Sample: 10 g of Sunflower Oil
Analysis: Transfer the Sample to a conical flask, add 30 mL of Solvent A, and swirl to dissolve. Add 0.5 mL of Potassium iodide solution, swirl for 1.0 min, and add 30 mL of water. Titrate with 0.01 N sodium thiosulfate VS, with vigorous agitation, to a light yellow color. Add 2.0 mL of iodide-free starch TS, and continue the titration until the blue color has disappeared. Perform a blank determination, and make any necessary correction.
Calculate the amount of peroxide, in mEq/kg, in the portion of Sunflower Oil taken:
Result = [V × (N/W)] × F
V = volume of sodium thiosulfate used in the titration (mL)

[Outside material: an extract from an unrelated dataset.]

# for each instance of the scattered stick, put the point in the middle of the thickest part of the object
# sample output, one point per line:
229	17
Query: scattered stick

N = normality of sodium thiosulfate VS (mEq/mL)
W = weight of Sunflower Oil taken (g)
F = conversion factor, 1000 g/kg
Acceptance criteria: NMT 10.0 mEq/kg
Water Determination, Method Ic 〈921〉: NMT 0.1%
5 ADDITIONAL REQUIREMENTS
Packaging and Storage: Preserve in tight, light-resistant containers. No storage requirement specified.
Labeling: The label states the Latin binomial and, following the official name, the part of the plant source from which the article was derived. Label it to indicate whether it is Generic Sunflower Oil, Mid-Oleic Sunflower Oil, or High-Oleic Sunflower Oil. The label also indicates the name and concentration of any additive.
1 Ester mixtures are available commercially from Nu-Chek-Prep, Inc., P.O. Box 295, Elysian, MN 56028. Typical Nu-Chek-Prep ester mixtures useful in this test include Nu-Chek 15A. This mixture may contain other components.